Des témoignages poignants
Estelle, originaire de la Côte d'Ivoire, a quitté son pays avec l'espoir d'un avenir meilleur. Arrivée à Nantes il y a six mois avec son fils de 5 ans, elle raconte leur quotidien difficile : "Nous dormons où nous pouvons, à la gare, dans les halls d'immeubles ou même à l'aéroport". Chaque jour, elle doit passer des heures à appeler le 115 pour connaître l'endroit où ils vont dormir, une situation qui pèse lourdement sur le moral de cette mère.

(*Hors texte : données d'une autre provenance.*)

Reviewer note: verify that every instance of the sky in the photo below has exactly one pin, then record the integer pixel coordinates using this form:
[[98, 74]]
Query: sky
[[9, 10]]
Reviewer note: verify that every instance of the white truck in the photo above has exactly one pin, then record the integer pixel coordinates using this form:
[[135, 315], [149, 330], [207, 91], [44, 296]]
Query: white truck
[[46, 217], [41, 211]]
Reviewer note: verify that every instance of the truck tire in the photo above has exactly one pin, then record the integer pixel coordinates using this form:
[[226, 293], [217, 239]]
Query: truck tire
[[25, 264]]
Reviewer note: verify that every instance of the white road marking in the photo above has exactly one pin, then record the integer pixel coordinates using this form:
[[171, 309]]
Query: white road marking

La détresse d'Estelle n'est pas un cas isolé. Selon les collectifs qui viennent en aide aux sans-abri, plusieurs milliers de personnes se trouvent dans une situation similaire à Nantes. Blessing, une mère nigériane, doit changer de logement tous les trois jours avec son mari et leurs cinq enfants, une situation insupportable pour les familles.
L'urgence de la situation
Les associations soulignent que les occupations comme celle de l'atelier Dulcie September sont devenues une nécessité pour faire entendre leurs revendications. Simon Le Her, militant de Droit au Logement (DAL) 44, affirme : "Nous demandons l'hébergement immédiat et adapté de toutes les personnes qui sont à la rue". Les demandes incluent également l'accès à un logement stable pour ceux qui ont déjà déposé une demande HLM.
Avec une nouvelle vague de chaleur annoncée, la situation devient encore plus urgente. La mairie de Nantes a réagi rapidement, s'engageant à trouver des solutions pour accueillir ces familles dès mercredi soir.

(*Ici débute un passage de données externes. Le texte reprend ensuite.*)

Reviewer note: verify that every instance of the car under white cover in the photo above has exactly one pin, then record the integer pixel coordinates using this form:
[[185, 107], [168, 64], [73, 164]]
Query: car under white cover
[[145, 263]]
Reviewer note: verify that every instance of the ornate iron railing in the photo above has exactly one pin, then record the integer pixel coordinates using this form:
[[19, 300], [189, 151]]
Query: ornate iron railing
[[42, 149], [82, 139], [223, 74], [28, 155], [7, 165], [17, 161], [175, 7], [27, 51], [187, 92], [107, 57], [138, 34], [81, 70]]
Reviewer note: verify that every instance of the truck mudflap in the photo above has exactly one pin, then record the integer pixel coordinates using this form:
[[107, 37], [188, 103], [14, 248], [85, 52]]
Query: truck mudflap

Les réponses de la municipalité
Jeudi matin, la municipalité a confirmé dans un communiqué avoir pris des mesures concrètes après avoir recensé les personnes présentes à l'atelier. "Une étude précise de chaque situation a été menée par la Ville et l'État pour identifier les ressources disponibles afin de reloger ces familles", a précisé le communiqué.
Dans le cadre de cette réponse, la ville a confié à la Croix Rouge la mission d'aménager en urgence les anciens locaux de l'école Joséphine Baker, sur l'île de Nantes, pour accueillir les 119 personnes recensées lors de l'occupation. L'État a pris en charge 15 d'entre elles. La municipalité a également annoncé la poursuite du dialogue avec l'État et le Conseil départemental pour trouver des solutions dignes et durables.
Un appel à des solutions durables
Malgré la réactivité de la collectivité, le DAL estime que ces solutions d'urgence ne suffisent pas sur le long terme, surtout avec des températures atteignant près de 40°C. "Nous demandons que des solutions plus adaptées soient trouvées rapidement, y compris par la réquisition si nécessaire", a déclaré Simon Le Her.
Un droit inconditionnel à l'hébergement
Les associations rappellent que l'hébergement est un droit inconditionnel, et insistent sur la nécessité d'agir rapidement pour éviter des drames humains. La situation des personnes à la rue à Nantes est devenue une préoccupation majeure, et les réponses doivent être à la hauteur des enjeux sociaux actuels.